Percentiles and quantiles in SciPy - Time & Space Complexity
We want to know how the time to calculate percentiles or quantiles changes as the data size grows.
How does the work increase when we have more numbers to analyze?
Analyze the time complexity of the following code snippet.
import numpy as np
data = np.random.rand(1000)
percentile_90 = np.percentile(data, 90)
quantile_25 = np.quantile(data, 0.25)
This code generates 1000 random numbers and finds the 90th percentile and 25th quantile.
Identify the loops, recursion, array traversals that repeat.
- Primary operation: Sorting the array to find the percentile or quantile.
- How many times: The sorting happens once per percentile or quantile calculation.
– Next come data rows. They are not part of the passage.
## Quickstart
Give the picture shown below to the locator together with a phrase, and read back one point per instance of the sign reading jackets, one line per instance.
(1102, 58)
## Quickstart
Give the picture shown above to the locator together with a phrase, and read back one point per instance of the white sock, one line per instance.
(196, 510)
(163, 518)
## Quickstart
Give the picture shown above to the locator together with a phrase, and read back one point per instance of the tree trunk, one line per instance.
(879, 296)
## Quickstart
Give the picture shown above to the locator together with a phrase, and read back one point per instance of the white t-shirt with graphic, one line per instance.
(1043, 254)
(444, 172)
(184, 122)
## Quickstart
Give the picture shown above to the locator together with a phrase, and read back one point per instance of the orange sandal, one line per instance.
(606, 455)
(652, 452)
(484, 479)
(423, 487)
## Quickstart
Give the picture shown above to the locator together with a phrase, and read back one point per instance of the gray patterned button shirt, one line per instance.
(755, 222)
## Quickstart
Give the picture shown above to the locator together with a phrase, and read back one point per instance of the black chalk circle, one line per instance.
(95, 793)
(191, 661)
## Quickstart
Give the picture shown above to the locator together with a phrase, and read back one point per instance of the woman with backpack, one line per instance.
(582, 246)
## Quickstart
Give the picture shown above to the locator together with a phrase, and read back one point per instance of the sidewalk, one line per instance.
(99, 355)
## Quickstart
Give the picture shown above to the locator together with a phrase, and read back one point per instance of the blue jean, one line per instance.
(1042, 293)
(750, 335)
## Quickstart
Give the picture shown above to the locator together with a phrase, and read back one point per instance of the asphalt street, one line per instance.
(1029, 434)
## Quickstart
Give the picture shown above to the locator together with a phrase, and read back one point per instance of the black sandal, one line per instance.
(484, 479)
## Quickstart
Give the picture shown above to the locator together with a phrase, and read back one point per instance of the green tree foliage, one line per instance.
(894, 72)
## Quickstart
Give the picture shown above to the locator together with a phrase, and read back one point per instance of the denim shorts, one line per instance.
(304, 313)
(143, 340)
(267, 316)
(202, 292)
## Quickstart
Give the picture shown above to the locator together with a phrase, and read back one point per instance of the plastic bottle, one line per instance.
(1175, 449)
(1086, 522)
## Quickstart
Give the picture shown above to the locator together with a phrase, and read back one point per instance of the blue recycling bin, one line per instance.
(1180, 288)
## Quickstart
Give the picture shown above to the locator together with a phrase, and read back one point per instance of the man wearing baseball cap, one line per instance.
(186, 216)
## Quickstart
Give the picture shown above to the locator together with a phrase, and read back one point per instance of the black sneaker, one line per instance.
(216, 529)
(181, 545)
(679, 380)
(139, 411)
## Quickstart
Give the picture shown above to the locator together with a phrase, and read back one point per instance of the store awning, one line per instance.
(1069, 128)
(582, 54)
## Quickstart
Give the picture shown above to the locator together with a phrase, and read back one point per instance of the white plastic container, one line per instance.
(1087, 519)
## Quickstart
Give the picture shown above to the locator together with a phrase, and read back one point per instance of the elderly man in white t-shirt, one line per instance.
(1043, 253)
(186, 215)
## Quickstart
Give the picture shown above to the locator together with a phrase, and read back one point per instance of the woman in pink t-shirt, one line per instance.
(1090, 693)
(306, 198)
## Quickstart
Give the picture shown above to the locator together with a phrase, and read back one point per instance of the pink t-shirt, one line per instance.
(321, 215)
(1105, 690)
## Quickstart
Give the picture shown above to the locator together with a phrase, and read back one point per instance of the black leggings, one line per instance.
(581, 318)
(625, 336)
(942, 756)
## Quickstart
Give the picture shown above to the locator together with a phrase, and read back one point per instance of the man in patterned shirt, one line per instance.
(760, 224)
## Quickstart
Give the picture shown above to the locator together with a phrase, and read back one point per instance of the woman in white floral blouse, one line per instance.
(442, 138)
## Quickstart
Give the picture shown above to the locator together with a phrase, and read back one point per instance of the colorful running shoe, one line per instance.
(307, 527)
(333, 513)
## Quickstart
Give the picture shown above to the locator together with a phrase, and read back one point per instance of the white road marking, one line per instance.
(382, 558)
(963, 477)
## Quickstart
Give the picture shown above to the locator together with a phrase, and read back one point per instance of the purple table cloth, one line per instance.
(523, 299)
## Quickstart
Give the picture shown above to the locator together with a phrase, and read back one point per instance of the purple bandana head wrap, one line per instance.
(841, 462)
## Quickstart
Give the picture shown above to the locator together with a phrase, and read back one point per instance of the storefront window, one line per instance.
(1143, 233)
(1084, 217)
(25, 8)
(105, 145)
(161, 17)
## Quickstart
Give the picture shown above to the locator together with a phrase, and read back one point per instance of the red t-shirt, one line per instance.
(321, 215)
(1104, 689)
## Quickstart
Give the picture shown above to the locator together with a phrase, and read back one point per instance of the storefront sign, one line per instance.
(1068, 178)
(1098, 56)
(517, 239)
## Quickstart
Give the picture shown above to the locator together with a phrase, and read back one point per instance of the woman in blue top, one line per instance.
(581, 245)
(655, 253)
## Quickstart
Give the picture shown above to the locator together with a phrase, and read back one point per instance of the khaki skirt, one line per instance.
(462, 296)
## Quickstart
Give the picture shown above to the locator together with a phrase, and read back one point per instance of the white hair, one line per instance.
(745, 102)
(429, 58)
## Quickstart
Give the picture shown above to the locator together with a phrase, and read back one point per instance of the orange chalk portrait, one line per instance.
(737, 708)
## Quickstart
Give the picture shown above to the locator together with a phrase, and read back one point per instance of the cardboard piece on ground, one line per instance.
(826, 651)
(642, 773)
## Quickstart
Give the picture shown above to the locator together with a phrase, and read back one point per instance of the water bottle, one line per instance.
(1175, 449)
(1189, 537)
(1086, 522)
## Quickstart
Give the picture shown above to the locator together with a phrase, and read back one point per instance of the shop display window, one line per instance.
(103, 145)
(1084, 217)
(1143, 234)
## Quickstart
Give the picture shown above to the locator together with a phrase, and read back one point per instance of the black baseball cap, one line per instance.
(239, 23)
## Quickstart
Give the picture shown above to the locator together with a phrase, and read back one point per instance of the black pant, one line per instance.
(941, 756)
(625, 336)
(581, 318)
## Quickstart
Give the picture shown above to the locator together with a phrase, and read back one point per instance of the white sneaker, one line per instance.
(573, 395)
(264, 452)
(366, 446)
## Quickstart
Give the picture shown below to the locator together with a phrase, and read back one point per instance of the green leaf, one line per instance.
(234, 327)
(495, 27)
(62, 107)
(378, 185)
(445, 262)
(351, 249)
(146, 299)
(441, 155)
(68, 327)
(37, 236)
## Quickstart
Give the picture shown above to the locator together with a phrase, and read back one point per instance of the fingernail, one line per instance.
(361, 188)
Sorting takes more time as the list gets longer, but not in a simple doubling way.
| Input Size (n) | Approx. Operations |
|---|---|
| 10 | About 30 operations |
| 100 | About 700 operations |
| 1000 | About 10,000 operations |
Pattern observation: The operations grow a bit faster than the input size, but not as fast as squaring it.
Time Complexity: O(n log n)
This means the time to find percentiles grows a bit faster than the number of data points because of sorting.
[X] Wrong: "Finding a percentile is just picking one number, so it should be very fast regardless of data size."
[OK] Correct: To find the correct percentile, the data usually needs to be sorted first, which takes more time as data grows.
Understanding how sorting affects percentile calculations helps you explain performance in data analysis tasks clearly and confidently.
What if we used an approximate method that does not sort the entire data? How would the time complexity change?